Parao advogado especialista em Direito do Trabalho e membro da Associação dos Advogados Trabalhistas de São Paulo (Aatsp) Fernando Peluso, a legislação deve ser ampla e mais adequada. “O Direito do Trabalho precisa ser modernizado. E precisa abarcar situações diferentes de maneiras diferentes. O que se tem visto é que a sociedade tem evoluído, mas o olhar sobre o Direito do Trabalho é exatamente o mesmo de 1943. Na minha opinião, tentar encaixar essas novas formas de relações de trabalho dentro do que se tinha em 1943 (quando a CLT foi criada) é estar sujeito a criar injustiças. Estão tentando adaptar uma relação de trabalho completamente nova a uma legislação de 60 anos atrás, portanto a legislação não abarca de uma maneira correta o que se tem hoje. A reforma trabalhista discutiu o teletrabalho, mas os trabalhos via aplicativos não foram regulamentados, por isso estão tentando adequar às legislações antigas.”

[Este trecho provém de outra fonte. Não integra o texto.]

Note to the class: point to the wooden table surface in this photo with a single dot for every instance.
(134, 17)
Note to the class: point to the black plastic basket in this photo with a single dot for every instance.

Já o advogado especialista em Direito do Trabalho Rodrigo Shiromoto julga as decisões acerca de vínculo empregatício como retrógradas, devido à falta de dinamismo da CLT. “Estamos falando de uma legislação de 1943 que está tentando ser atualizada, mas essas decisões são discussões que não possuem embasamento legal. Vemos o Judiciário tentando se adaptar em alguns casos, como esse da Loggi, para o reconhecimento do vínculo. Mas ao ver um poder Judiciário tentando aplicar regras de 1943 a uma relação de hoje, presente em um universo 4.0 de uma revolução digital, me parece haver um desencontro muito grande entre o Direito e a realidade. Não aparenta existir bom senso nessas decisões, justamente porque falta ao aplicador da norma uma previsão normativa para o reconhecimento desses vínculos”, defende.
O que o reconhecimento do vínculo alteraria no modelo atual?
Caso a Justiça determine o reconhecimento do vínculo empregatício, a Loggi deverá registrar todos os motoboys que prestarem serviço para a empresa e quiserem ser registrados. Além de implicar no cumprimento das obrigações que todo empregador tem com o seu empregado, Alessandra acredita que pode impactar negativamente a vida dos motociclistas e da empresa. Já desembargadora Carmen defende que, para o trabalhador, é muito melhor e que, para a empresa, vai gerar custos que certamente serão repassados aos clientes.
Além disso, Alessandra salienta que, se for reconhecido, o processo de contratação vai ser igual ao de qualquer outra empresa. Sem a possibilidade de qualquer um realizar o cadastro pelo app e com a necessidade de um pré-contrato de análise, entrevista de emprego e outros aspectos, há chances de os números do desemprego voltarem a subir.
“Vai acabar onerando muito mais a empresa, porque eles vão ter que começar a recolher impostos, sem contar as horas extras. Será ruim, porque a empresa vai repassar esses custos para os motoboys e, inevitavelmente, o valor que eles recebem vai ser reduzido. Com certeza, há a possibilidade tem chance de reduzir o número de motoristas, porque na hora que tiver que registrar todos, o custo vai ficar muito alto.”
Para Peluso, a principal questão a ser analisada é se os motoboys realmente se interessam em ser registrados. Ele acredita que, se essa decisão for positiva para os motociclistas, pode nortear os julgamentos de outras empresas de apps. Por isso, Aline atenta para a possibilidade de empresas de origem internacional pararem de atender o Brasil caso seja necessário o registro de todos os funcionários.